The industry may be hoping to bask in some public praise following the news that UK operators are to voluntarily implement a ban on gambling advertising around live sports. Instead, it should be forced to ask more searching questions of itself.
The FOBT debacle showed a sector out of touch with public and political opinion, and we’ve all agreed that it’s something the industry must learn from going forward. Instead, once again, it has completely lost control of the narrative.
The main body representing the igaming sector, the Remote Gambling Association (RGA), decided to issue a denial of a BBC report that the decision had been taken to implement such a ban.
Yes, there were clear reasons for doing so. Operators had to formalise the agreement, and the sector’s other main trade bodies needed to give it their blessing. But by denying the reports, the RGA seems to have attempted to stuff the genie back in the bottle.
What should have been an example of the industry taking control of its own destiny has now been fumbled. Unless the final plans are much more comprehensive, operators have simply given their critics the opportunity to prepare their rebuttals ahead of the final confirmation.
Already some have criticised the sector for not scrapping all sponsorship and in-stadium advertising deals. Others have pointed out that with online marketing spend dwarfing investment in TV advertising, operators are doing little to curb their enthusiasm for ads.
There are deeper problems. As recently as 2014, there were personalities that ensured gambling had a human face. With Ralph Topping’s retirement that year, such figures have since been conspicuous by their absence.
Breon Corcoran's breaking rank with an attack on FOBTs shortly before leaving Paddy Power Betfair last year was widely dismissed as an act of commercialism that reflected Paddy's lack of exposure to retail. But looking back, if more CEOs had gotten behind his letter to the Department for Digital, Culture, Media and Sport (DCMS) recommending a stake cut to £10, who knows, perhaps the cut to £2 could have been avoided.
In any case, Corcoran never really took on the mantle of being the big man in the industry in the way that Topping did and it's telling that his big stand came just as he was leaving. As the current generation of CEOs have been too afraid to stick their heads above the parapet, gambling companies have become faceless entities that suck money out of players’ pockets in the public's mind.
People can project their own thoughts and beliefs onto silent figures – this can be seen in the treatment of Denise Coates, who is ultimately being unfairly vilified by the media for being very, very, very good at her job.
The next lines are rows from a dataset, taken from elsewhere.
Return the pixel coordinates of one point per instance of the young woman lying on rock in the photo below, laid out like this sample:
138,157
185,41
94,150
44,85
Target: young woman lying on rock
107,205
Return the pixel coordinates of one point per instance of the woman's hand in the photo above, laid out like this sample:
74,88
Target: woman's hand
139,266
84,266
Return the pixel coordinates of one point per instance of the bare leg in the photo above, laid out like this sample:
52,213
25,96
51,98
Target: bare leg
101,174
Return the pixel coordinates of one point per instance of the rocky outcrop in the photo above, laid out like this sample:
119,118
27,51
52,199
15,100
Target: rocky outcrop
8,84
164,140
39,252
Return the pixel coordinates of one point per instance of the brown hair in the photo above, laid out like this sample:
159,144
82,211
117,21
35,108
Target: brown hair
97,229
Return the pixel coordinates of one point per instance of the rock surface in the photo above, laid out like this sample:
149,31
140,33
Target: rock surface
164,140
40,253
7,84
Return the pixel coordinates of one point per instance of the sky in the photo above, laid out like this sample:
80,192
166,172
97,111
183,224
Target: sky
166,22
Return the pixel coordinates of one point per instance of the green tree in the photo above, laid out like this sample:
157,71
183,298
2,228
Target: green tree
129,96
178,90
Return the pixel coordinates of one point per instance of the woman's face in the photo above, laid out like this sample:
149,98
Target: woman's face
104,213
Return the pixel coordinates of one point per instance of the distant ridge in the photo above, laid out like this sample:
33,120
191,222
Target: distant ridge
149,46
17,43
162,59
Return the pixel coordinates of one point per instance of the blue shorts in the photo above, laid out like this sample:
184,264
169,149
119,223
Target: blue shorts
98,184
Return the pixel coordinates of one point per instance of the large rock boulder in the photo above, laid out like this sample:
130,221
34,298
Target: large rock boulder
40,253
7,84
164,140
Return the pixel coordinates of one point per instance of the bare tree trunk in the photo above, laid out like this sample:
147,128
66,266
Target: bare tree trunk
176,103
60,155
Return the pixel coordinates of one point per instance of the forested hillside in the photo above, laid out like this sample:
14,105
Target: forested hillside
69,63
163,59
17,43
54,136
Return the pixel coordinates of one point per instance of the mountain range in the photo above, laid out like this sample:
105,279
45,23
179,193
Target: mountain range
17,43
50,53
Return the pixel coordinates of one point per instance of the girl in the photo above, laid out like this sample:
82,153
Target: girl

On the other hand, Coates doesn't help her cause by being so reticent to give interviews.
The situation will continue as long as no one is willing to speak out on the industry’s behalf. By running scared of public proclamations, operators are inviting more scrutiny and more criticism. Speaking out on the industry’s behalf forces others to follow.
If one CEO declares that the industry needs a ban on advertising around sporting broadcasts, others will be forced to either agree or explain in detail why not. This offers insights into how a sector works, and how its leading lights see their key roles.
For example, a reduction in gambling ad spend around sports may force Sky to increase the cost of its sports packages, as advertising revenue helps recoup some the billions spent on rights packages. Coming out and saying this would at least give some context to the impact that will flow through to consumers from the reduction in ads.
Because the public doesn’t have any figure offering insights into the industry, it’s a nameless, faceless bloc. It’s much easier to hate an entity if it doesn’t have any relatable characteristics. This can bleed into a company's brand — as WhichBingo's Martin McGarry wrote earlier this year, William Hill's lack of identity could have contributed to it being usurped by Sky Betting and Gaming as an acquistion target for The Stars Group.
The fact that no executive has attempted to seize upon the opportunity presented by the ad ban to claim they are delighted it has been brought in is a symptom of this stage fright. Even when there is something worth planting a flag in, the leadership shies away. It’s a missed opportunity to have their company associated with one of the biggest changes ever brought about by UK operators.
It also means the move doesn’t seem as immediate – no more gambling ads around live sport is much less exciting than ‘No more in-play with Ray’ ads – and is easier to dismiss.
Ultimately, in an industry with a digital future, there is still a pressing need for a personal touch. Until we get that, the sector will always be playing catch-up.